El llamado malandro usualmente no opera en su propio barrio y si transgrede esta norma corre el riesgo del linchamiento colectivo y anónimo; por lo demás el barrio es su principal refugio y apoyo. Estas terribles realidades terminan siendo responsabilidad de todos, de toda la sociedad, pero particularmente destaca la responsabilidad de los gobernantes que fracasan en desarrollar la economía, crear empleo productivo y garantizar calidad de vida y servicios esenciales como vivienda, salud y educación.
Además está el mal ejemplo de las llamadas élites, evidenciado en la conducta de muchos, por su arrogancia, codicia y desprecio hacia los menos favorecidos; y en los últimos años tenemos el lenguaje violento y descalificador que ha alentado cualquier tipo de resentimiento u odio de clase. También está la impunidad, las debilidades de un sistema judicial fuertemente comprometido en sus debilidades morales, así como la complicidad de otras instituciones que en vez de combatir el delito y a los delincuentes terminan asociados con ellos.
Sin lugar a dudas este es nuestro principal problema, la inseguridad y la delincuencia, y no puede haber gobernabilidad y desarrollo si no convertimos esta problemática y su solución en tarea de todos. Las cárceles es otro capítulo, complementario y proyección de la problemática aquí referida, calificadas como verdaderos infiernos en donde no sólo no hay redención humana y reinserción social sino que el proceso de degradación que en ellas se vive y el riesgo cierto de morir que allí existe ha convertido a las cárceles, para muchos de sus habitantes, casi como una condena a muerte anunciada.

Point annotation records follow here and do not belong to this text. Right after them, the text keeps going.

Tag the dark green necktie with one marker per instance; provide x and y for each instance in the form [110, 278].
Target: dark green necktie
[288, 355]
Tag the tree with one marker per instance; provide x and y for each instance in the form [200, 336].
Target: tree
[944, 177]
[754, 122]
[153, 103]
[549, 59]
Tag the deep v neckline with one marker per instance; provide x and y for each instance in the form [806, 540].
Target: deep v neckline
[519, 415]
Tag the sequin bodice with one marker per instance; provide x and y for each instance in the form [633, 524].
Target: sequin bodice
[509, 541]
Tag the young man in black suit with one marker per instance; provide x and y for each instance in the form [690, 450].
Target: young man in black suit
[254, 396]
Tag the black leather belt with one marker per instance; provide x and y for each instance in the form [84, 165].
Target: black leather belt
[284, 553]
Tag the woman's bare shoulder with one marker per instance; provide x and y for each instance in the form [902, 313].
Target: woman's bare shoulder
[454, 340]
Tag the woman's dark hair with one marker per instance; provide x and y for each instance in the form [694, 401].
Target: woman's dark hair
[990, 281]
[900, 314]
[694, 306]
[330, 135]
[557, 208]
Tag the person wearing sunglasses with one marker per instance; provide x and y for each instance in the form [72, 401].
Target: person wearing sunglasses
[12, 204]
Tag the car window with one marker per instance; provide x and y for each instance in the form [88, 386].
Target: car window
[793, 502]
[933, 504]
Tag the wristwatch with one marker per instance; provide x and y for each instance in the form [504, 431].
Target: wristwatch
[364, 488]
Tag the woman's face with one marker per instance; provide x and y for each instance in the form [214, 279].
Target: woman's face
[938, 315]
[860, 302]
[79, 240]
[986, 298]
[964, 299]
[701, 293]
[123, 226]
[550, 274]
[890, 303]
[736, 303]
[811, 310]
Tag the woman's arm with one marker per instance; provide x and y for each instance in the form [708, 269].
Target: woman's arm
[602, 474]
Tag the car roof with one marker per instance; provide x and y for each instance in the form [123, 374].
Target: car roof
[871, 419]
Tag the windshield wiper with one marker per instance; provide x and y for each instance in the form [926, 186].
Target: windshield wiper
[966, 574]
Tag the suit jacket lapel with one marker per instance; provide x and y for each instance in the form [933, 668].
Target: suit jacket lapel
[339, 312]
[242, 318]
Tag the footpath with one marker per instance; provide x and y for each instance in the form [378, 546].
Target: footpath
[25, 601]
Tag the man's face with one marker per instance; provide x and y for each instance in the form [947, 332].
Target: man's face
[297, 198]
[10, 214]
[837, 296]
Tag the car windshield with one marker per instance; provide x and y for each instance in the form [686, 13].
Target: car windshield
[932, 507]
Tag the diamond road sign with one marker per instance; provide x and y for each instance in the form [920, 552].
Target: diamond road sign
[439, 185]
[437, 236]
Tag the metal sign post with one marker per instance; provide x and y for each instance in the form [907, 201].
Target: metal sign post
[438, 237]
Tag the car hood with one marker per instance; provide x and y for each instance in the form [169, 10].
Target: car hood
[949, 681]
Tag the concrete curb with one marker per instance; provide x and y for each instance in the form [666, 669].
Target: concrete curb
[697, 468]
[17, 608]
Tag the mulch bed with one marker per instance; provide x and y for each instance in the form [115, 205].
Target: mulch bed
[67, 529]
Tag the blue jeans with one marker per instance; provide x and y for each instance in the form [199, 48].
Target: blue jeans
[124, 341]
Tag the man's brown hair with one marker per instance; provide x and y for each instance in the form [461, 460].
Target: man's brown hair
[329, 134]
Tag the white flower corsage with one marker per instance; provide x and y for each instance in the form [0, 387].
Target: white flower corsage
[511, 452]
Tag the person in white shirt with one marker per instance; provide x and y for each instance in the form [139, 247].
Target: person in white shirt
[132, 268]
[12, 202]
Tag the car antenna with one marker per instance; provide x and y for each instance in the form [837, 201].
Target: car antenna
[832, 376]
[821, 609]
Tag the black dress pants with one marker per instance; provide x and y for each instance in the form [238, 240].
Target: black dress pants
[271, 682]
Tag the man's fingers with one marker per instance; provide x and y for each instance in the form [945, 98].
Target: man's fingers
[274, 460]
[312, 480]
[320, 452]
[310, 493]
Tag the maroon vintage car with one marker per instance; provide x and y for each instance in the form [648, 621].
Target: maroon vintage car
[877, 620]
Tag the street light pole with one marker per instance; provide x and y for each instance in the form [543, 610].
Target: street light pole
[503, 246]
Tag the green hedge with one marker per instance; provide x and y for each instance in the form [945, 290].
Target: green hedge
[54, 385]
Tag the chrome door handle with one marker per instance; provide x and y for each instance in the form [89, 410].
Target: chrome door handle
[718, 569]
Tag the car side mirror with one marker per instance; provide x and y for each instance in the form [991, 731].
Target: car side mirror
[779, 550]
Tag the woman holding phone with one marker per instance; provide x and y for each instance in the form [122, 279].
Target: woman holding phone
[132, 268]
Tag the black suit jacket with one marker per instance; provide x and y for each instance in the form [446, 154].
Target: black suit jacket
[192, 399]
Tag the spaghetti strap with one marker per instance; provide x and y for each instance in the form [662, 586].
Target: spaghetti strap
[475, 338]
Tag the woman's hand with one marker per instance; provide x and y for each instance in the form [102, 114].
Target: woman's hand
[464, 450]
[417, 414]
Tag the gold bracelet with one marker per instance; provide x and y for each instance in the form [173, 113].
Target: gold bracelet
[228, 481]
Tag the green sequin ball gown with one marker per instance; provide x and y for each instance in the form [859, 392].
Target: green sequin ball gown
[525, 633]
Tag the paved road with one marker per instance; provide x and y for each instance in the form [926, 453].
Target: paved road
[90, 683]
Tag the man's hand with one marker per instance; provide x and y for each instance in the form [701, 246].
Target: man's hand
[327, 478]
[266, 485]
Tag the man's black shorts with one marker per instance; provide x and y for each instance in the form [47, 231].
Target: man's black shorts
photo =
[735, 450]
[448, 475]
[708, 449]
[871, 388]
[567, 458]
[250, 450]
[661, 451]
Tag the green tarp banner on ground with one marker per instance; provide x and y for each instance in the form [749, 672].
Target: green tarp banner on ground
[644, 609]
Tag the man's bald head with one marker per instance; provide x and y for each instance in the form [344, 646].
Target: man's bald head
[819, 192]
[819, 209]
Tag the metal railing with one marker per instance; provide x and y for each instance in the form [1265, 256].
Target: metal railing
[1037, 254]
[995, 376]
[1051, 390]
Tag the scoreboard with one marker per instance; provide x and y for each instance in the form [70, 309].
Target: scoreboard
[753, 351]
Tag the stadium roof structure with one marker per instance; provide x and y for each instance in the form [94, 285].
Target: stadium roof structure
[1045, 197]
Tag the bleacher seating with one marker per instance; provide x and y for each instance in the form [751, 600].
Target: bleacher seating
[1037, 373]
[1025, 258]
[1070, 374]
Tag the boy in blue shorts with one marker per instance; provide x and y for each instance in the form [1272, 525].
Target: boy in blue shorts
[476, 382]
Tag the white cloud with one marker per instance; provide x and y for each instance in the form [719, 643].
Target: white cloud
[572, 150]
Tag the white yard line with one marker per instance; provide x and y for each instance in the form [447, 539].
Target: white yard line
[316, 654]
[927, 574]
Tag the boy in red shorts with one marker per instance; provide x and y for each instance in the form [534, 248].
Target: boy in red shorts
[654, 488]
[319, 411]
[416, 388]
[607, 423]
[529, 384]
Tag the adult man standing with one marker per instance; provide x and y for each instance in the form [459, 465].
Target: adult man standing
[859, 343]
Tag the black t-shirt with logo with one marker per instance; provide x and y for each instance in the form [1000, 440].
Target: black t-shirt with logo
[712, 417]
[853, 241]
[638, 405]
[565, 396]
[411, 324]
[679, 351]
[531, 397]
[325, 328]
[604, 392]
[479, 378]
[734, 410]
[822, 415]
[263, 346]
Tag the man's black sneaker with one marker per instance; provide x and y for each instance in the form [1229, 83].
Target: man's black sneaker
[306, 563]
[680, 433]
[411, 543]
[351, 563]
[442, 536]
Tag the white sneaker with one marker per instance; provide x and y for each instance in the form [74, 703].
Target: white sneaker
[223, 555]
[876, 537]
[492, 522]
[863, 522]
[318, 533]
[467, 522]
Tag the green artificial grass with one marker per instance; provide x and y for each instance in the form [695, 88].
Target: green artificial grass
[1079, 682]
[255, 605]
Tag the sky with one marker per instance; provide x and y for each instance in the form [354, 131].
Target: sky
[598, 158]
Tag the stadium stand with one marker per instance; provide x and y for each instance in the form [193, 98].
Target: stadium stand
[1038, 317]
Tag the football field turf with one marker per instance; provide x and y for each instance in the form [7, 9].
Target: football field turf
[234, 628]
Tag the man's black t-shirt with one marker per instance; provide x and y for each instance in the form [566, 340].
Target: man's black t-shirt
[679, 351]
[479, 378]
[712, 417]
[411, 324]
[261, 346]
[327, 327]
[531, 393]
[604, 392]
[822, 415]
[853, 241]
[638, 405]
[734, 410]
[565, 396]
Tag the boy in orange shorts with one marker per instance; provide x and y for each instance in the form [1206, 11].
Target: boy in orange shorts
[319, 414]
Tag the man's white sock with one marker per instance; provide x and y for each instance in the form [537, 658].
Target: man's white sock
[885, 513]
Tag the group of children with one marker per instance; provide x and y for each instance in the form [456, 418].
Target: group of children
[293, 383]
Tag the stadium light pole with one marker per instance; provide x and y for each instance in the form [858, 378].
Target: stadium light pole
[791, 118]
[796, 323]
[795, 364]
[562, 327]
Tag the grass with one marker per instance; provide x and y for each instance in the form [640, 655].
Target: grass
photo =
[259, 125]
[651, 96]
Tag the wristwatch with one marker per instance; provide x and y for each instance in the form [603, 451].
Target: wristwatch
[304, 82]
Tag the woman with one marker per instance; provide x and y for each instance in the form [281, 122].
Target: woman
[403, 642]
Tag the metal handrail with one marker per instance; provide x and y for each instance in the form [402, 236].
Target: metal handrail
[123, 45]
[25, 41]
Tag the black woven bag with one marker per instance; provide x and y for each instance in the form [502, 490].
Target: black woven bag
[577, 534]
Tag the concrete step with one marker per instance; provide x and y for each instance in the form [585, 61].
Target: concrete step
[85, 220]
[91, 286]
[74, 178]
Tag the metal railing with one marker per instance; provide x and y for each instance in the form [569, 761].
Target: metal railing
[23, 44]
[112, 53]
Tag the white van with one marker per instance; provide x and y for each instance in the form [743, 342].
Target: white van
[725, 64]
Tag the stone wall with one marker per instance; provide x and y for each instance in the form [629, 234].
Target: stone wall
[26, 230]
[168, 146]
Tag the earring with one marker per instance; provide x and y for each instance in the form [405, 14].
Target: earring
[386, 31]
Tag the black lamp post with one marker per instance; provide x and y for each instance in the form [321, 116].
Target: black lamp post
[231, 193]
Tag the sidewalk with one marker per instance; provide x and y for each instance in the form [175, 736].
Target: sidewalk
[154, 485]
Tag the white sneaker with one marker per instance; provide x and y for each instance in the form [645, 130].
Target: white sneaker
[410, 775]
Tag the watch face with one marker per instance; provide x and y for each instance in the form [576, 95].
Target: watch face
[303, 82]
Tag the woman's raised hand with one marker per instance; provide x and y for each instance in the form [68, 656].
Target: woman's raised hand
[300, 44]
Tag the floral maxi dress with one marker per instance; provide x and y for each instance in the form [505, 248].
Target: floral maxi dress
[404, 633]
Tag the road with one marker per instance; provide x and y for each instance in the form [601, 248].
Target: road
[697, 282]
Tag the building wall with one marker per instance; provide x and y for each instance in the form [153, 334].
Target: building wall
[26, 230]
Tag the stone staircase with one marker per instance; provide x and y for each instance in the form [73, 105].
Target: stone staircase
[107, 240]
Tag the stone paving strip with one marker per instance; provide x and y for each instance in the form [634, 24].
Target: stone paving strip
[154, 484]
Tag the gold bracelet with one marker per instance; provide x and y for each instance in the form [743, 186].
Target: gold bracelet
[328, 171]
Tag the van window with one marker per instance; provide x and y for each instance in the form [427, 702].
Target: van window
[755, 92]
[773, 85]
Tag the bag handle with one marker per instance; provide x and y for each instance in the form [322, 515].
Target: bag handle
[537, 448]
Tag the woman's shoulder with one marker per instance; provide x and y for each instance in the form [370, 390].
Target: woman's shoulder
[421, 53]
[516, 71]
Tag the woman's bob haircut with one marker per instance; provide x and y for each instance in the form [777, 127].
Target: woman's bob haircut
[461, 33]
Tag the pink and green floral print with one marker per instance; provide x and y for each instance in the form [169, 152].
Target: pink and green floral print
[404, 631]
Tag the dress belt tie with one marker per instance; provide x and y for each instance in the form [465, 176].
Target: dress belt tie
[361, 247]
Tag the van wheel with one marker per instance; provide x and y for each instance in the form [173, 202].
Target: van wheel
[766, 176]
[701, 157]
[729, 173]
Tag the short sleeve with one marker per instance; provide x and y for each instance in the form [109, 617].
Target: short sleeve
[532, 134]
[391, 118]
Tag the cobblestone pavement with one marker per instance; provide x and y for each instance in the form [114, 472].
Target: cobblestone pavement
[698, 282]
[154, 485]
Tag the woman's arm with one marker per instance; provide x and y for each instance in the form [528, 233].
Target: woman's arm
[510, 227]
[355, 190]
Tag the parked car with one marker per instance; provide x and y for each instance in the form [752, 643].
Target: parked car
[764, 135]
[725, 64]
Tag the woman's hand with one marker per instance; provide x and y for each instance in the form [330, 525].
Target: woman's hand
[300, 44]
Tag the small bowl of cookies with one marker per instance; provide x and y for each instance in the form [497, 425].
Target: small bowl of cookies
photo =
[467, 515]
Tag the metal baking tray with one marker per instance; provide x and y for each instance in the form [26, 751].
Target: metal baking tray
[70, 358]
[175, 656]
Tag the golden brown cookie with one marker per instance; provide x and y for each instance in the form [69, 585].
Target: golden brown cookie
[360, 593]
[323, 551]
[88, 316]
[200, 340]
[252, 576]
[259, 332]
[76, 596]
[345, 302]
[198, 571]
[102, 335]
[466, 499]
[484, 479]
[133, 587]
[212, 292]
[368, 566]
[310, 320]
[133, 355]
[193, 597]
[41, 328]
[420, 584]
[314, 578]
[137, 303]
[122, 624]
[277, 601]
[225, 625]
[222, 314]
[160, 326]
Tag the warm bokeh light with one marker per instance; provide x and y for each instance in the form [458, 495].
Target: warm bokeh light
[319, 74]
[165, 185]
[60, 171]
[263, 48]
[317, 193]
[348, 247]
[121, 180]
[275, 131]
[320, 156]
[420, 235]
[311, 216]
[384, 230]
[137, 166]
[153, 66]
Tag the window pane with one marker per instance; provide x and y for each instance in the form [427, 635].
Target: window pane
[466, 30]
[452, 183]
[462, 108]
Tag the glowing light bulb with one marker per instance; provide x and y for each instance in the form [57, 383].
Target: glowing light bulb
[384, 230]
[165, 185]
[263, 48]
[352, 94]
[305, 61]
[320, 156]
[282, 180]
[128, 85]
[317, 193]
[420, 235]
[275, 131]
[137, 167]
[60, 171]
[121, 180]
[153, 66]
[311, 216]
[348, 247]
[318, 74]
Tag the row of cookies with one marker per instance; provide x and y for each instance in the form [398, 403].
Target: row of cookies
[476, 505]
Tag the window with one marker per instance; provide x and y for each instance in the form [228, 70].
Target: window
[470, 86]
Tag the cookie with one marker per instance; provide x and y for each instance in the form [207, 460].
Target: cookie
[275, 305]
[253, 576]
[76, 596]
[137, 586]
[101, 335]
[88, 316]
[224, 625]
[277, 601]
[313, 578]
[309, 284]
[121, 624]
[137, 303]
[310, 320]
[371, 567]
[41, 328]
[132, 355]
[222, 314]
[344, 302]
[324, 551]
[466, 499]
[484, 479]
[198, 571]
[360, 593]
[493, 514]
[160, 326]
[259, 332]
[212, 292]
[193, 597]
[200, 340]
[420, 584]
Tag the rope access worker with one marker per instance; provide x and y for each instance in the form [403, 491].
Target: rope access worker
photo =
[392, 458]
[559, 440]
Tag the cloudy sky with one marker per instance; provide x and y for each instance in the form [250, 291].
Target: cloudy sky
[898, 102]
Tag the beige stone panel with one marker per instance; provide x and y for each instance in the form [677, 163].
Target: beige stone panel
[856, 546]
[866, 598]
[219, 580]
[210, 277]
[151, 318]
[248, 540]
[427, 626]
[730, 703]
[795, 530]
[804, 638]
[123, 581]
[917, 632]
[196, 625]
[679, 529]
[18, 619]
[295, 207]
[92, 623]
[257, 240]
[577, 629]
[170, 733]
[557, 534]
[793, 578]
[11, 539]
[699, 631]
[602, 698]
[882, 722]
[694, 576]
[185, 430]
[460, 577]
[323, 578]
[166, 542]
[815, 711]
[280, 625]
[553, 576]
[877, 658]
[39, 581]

Hay que desarmar al país, el Estado tiene que volver a tener el monopolio de las armas particularmente a través de las Fuerzas Armadas y policiales y además tenemos que desarmar el lenguaje, la permanente agresividad e incitación al odio, la descalificación del adversario convertido en enemigo. Sin lugar a dudas el país tiene que ser recuperado en su unidad y multiplicidad identitaria y fundamentalmente en la solidaridad de toda una sociedad que está obligada a vivir junta y a tener proyectos compartidos.